Baker Street

Memory System

How Baker Street's vector memory and observational memory give the agent long-term recall.

Memory System

Baker Street's memory system gives the agent persistent, semantic recall across every conversation. Unlike stateless chat interfaces that forget everything between sessions, Baker Street remembers who you are, what you work on, and what you prefer.

Two-Layer Architecture

Memory operates in two layers that work together.

Vector Memory (Qdrant + Voyage AI)

The primary memory layer stores factual knowledge as vector embeddings in Qdrant. When you send a message, the Brain:

  1. Embeds the message using the Voyage AI embedding model
  2. Searches Qdrant for memories with high cosine similarity
  3. Injects relevant memories into the system prompt before calling Claude

This means the agent always has context about you. If you mentioned your Kubernetes cluster runs k3s two weeks ago, the agent will recall that when you ask about cluster operations today.

Automatic deduplication prevents memory bloat. When a new memory is stored, Baker Street checks for existing memories above 92% cosine similarity. If a near-duplicate exists, the new memory merges with the existing one rather than creating a duplicate entry.

Observational Memory (SQLite)

The second layer captures higher-level patterns. After each conversation, the Brain's observer process (running Haiku for efficiency) extracts structured observations:

  • Decisions the user made
  • Preferences they expressed
  • Facts about their environment
  • Issues they are tracking
  • Procedures they described

A reflector periodically compresses these observations into abstract knowledge. This gives the agent a layered understanding: raw memories at the bottom, synthesized knowledge at the top.

Six Memory Categories

Memories are organized into six categories to keep retrieval focused:

CategoryDescriptionExample
conversationContext from past interactions"User asked about Helm chart upgrades"
factFactual knowledge about the user/world"User's cluster runs k3s on 3 Raspberry Pis"
preferenceUser preferences and opinions"User prefers YAML over JSON for configs"
procedureHow-to knowledge and workflows"Deploy with: kubectl apply -k overlays/prod"
referenceReference material and documentation"NATS JetStream consumer config format"
reflectionSynthesized insights from the reflector"User is building a homelab AI platform"

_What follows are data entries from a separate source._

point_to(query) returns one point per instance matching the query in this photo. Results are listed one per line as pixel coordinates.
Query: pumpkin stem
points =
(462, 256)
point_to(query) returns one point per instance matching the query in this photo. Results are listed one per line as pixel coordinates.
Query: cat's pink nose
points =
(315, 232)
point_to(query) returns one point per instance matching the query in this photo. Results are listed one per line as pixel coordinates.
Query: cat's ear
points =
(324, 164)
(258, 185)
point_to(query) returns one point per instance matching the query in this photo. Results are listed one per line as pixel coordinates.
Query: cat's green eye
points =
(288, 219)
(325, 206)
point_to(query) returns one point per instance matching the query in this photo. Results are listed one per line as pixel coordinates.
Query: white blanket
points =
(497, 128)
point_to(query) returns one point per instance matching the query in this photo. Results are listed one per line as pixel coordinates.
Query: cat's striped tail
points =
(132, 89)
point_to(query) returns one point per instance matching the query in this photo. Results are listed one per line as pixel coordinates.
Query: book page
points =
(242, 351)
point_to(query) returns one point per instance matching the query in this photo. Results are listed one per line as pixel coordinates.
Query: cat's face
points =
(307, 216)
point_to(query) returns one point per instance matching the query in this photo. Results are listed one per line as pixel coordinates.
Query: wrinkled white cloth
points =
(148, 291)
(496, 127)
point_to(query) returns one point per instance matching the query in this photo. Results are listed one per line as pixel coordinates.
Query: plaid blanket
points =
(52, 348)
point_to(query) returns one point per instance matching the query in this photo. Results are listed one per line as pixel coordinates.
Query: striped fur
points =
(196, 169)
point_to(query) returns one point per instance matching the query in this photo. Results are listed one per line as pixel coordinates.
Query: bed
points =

When the Brain searches for relevant context, it can weight categories differently based on the conversation topic.

Memory Tools

Claude has direct access to memory through built-in tools:

  • memory_store -- Save a new memory with category and content
  • memory_search -- Search for memories by semantic similarity
  • memory_list -- List recent memories, optionally filtered by category

The agent decides autonomously when to store and retrieve memories based on conversation context. You can also explicitly ask: "Remember that my production cluster is on GKE" or "What do you remember about my setup?"

Configuration

Key memory settings are configured via environment variables on the Brain:

QDRANT_URL: "http://qdrant:6333"
QDRANT_COLLECTION: "baker-memories"
VOYAGEAI_API_KEY: "pa-..."
MEMORY_SIMILARITY_THRESHOLD: "0.92"  # Deduplication threshold
MEMORY_SEARCH_LIMIT: "10"           # Max results per search
EMBEDDING_MODEL: "voyage-2"         # Voyage AI model

Memory in the Web UI

The Web UI includes a memory browser where you can view, search, and manage stored memories. You can see what the agent remembers, delete incorrect entries, and browse by category.